A severe injury shortly renders him incapable of completing this task with the cohort he commands. Instead, he is left to recover from his wounds away from the front line. The battle that leads to this injury is rendered in a close-up documentary style that is typical of the director Kevin Macdonald. There is a grim, almost visceral authenticity that runs through both this scene and the film as a whole. Every shield covered in muck and gore seems as close as if you were standing in front of it. Aquila's fate after this battle is to lose his command.

After his injury, he is sent to the care of his uncle (Donald Sutherland) who informs him that he has been forced into an honourable discharge. This reversal leaves Aquila without hope that he can regain the lost eagle. However, this hopelessness is short lived after he sees a brave performance from a Gladiator named Esca. At a moment of intense pressure, Aquila finds that he has a chance to save Esca's life. He does so and as a consequence Esca (Jamie Bell) is bound to serve him.

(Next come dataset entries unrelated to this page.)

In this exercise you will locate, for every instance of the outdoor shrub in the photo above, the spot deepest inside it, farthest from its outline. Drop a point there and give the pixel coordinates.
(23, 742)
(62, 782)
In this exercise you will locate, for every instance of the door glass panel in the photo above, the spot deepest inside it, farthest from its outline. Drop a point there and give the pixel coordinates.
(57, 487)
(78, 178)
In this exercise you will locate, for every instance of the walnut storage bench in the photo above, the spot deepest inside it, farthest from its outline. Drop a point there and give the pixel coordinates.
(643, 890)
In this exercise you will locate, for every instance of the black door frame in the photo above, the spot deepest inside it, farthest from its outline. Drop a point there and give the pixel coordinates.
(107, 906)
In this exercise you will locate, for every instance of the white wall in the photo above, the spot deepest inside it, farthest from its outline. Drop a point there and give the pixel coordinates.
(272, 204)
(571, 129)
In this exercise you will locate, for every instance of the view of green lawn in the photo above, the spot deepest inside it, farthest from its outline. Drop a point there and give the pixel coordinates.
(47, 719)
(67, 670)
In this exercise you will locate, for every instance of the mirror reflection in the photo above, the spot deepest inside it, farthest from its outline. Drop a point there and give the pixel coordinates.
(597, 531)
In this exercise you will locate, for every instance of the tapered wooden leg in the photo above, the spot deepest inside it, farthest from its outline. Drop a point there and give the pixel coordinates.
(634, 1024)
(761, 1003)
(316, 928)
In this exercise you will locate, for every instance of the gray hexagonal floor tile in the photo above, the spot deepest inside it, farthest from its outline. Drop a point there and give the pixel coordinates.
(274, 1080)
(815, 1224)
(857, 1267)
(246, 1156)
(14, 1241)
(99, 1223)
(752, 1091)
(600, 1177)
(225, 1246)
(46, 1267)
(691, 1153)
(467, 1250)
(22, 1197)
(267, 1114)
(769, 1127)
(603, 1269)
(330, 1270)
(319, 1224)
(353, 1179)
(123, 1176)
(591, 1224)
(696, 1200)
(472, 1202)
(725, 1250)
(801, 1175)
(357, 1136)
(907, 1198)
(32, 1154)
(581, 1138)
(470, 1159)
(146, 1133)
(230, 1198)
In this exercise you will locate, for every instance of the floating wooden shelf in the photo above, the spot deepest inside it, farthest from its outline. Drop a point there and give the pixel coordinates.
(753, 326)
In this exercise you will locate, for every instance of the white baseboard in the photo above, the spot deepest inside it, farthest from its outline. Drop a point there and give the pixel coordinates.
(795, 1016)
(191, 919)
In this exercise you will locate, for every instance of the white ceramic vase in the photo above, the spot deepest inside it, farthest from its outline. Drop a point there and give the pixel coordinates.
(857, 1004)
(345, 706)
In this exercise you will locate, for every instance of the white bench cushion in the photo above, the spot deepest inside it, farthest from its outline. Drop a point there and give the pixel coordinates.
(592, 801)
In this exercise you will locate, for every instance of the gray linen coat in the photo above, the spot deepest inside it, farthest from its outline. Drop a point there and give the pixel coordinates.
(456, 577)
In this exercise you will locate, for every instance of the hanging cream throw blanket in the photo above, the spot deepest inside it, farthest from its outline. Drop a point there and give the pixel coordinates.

Unsurprisingly, this leads to Aquila rekindling his interest in finding the lost eagle as the two of them build a reluctant friendship. As they head north over the Scottish border, the relationship between the two becomes more blurred as Esca begins to enjoy the obvious advantages of being able to speak the native language.

Eventually, the tension this creates between them leads to their capture at the hands of some ruthless natives. It is at this point that the two leads really come into their own. Channing Tatum is an actor who has made some pretty awful films but in this he is well cast and very believable in this role. Likewise, Jamie Bell really lends a brooding, resentful presence to Esca.

Yet, perhaps their most intriguing encounter is with Mark Strong, who plays a former comrade of Aquila's father known as Guern. He speaks in a cod-American accent and delivers a line which almost sinks the film - 'No, you weren't there'. He was referring the battle at which the legion lost their eagle but it sounded as if it could belong in any 'Nam flick.

Despite this, his role in the film is an intriguing one as a man who had almost lost himself. Indeed, he shares this in common with Aquila, whose one aim leads him to repeated acts of violence that often seem to have no function. Given this level of violence, the certificate was really something of a surprise at a 12A but it certainly provides a couple of hours of classic, boys own adventure.

The film does have weak points such as Guern's slightly unreal motivations towards the finale but it is a story that reinforces the importance of honour and friendship. Well worth a watch, but not for the squeamish.